Modern language professor creates new linguistics course

Jacklyn Pellegrino, Copy Editor

Associate professor of modern language and interdisciplinary studies Mary Paddock created a new linguistics course that launched this semester, which is the only currently offered course in the subject of modern languages.

Paddock said although there are various sections in the modern language department, they are never studied  together in one course. She said she thought that the course would be a good way to “span the department.” In addition, this linguistics course is cross listed in the academic catalog with interdisciplinary studies and anthropology.  

“Linguistics is something that I’ve always had an interest in teaching but haven’t had a chance to,” Paddock said. “I was an administrator for a long time and became a full- time faculty member pretty recently. So, I’m able to add a few courses to my repertoire.” 

Illustration by Shavonne Chin

Paddock said the course will cover topics such as the “building blocks” of language, the origin of human language, units of sound and word formation. The course will also go into cultural and regional variations of language. In the last few weeks of the class, students will get to choose a topic for a project such as language acquisition, neurolinguistics or historical linguistics and then they will present it to the class. 

Eleven students are currently enrolled in the class despite it opening after students’ registration period. 

The students taking the course this semester will have the opportunity to speak with language informants, which is a native speaker of another language, throughout the duration of the class. The 11 students will have a pre-made script that they will ask the informants to translate and then the class will compare how the different languages operate.

“I would very much hope that they will learn pretty quickly that languages are systems

and that they are put together and composed of many different things, and they develop in certain ways,” Paddock said. “There are certain universals about language, but there are also a lot of things that make one language different from another one.”

Aileen Dever, modern language professor and chair of the department, said she believes this new course will work toward improving the department due to its attention to detail.

“The goal of the course would be to increase our understanding of ourselves and the world through the lens of language,” Dever said. “The value of the course is that it’s something new. It’s a way to improve our communication skills.”

At the end of the course, Dever said she hopes students will be able to communicate more clearly, understand others, take an interest in how and why we speak and better understand others and ourselves.

“I think it’s a real tribute to Quinnipiac,” Dever said. “Quinnipiac is open to really offering all sorts of different courses, you know, giving students the opportunity to take courses and for professors to innovate and create.”

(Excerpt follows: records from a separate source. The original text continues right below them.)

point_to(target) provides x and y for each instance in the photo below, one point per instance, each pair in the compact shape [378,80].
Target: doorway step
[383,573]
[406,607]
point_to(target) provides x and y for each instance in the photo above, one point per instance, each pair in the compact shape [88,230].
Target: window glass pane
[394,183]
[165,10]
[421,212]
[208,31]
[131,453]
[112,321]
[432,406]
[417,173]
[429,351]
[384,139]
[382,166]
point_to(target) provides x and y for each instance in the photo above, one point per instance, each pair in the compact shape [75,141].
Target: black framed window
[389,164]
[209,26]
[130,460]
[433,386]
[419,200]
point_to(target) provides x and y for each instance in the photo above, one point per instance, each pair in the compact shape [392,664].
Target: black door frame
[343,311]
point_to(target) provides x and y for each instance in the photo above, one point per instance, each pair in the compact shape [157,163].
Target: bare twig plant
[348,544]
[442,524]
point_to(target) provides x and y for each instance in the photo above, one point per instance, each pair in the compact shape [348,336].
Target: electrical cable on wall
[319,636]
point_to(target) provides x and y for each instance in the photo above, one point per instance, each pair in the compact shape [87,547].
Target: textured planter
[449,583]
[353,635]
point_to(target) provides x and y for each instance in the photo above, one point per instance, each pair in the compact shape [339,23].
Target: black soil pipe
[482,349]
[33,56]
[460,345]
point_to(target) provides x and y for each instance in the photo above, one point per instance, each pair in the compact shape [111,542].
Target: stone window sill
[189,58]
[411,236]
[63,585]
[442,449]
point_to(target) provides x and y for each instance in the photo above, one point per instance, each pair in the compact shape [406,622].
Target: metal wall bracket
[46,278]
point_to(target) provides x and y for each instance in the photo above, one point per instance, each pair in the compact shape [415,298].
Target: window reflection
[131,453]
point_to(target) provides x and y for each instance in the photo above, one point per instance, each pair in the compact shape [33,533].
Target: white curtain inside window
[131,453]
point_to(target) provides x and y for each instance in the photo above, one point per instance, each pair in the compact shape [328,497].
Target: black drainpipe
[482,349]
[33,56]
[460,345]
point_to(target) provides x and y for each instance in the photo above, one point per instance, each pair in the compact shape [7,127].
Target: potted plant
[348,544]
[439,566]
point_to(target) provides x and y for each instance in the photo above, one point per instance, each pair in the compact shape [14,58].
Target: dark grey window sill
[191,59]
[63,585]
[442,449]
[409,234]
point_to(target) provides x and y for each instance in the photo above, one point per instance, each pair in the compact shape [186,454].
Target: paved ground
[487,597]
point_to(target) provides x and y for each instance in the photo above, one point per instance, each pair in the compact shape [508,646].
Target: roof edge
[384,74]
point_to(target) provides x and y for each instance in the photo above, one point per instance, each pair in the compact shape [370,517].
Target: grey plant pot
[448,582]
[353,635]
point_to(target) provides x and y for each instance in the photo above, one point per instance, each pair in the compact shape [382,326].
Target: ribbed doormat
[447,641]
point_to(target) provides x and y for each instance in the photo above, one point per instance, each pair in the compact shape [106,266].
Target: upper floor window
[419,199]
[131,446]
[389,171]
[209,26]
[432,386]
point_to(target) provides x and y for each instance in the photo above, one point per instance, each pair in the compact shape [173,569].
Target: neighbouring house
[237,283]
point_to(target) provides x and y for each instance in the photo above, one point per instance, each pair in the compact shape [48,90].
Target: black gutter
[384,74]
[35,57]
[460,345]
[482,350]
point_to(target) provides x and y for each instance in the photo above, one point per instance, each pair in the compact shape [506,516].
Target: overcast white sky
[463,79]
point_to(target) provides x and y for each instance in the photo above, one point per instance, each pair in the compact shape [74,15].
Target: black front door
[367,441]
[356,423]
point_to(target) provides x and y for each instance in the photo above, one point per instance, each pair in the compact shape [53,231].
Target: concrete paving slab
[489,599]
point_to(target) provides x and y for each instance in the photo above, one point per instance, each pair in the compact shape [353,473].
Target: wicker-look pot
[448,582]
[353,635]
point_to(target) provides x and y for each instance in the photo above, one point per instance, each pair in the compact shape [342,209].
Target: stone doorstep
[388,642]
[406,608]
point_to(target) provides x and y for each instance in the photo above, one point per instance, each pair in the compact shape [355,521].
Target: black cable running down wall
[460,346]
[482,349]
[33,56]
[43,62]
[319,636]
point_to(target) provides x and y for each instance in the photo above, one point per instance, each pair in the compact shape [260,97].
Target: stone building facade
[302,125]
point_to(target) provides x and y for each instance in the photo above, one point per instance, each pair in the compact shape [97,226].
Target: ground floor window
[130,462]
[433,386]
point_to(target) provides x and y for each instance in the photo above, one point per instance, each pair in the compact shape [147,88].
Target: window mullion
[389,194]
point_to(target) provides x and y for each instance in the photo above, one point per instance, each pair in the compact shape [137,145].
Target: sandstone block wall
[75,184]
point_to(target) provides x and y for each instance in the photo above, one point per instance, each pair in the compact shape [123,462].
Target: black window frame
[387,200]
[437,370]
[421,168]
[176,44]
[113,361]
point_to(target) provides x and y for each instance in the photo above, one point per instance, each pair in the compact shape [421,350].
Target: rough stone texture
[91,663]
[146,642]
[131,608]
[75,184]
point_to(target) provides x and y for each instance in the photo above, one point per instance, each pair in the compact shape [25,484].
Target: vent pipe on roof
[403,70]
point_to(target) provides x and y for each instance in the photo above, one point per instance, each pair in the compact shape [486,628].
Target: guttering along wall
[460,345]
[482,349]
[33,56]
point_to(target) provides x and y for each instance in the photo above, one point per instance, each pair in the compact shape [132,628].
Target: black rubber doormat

Naomi Gorero, a junior sociology major, decided to take the course because of an interest in languages. Gorero can speak Korean fluently, has taken Chinese classes in past semesters and took Spanish in high school.

“I’ve always been so fascinated with languages and how there’s a lot of connection and correlation,” Gorero said. “So ever since I started learning Korean, since 2015, I could see patterns such as how this is connected to Chinese and how also the Korean language is also connected to the Japanese language and other languages have such a familiar pattern.”

In the course, Gorero said she hopes to learn how to analyze languages and how different languages connect.

“I feel like learning about linguistics is so underrated because people are interested in language but they don’t really know how it came to exist or how we are able to form languages,” Gorero said.

Another student in the class, Alexandra Martinakova, a first-year English major, has always been interested in languages and currently speaks five. Martinakova said the class has recently been covering the origins of language, as well as animals and human language.

“It’s really interesting to see the different theories (of the source of language),” Martinakova said. “It ranges from the divine source of the languages given to us by God to … the fact that somebody thinks we got our language from listening to other animals and the sounds they make.”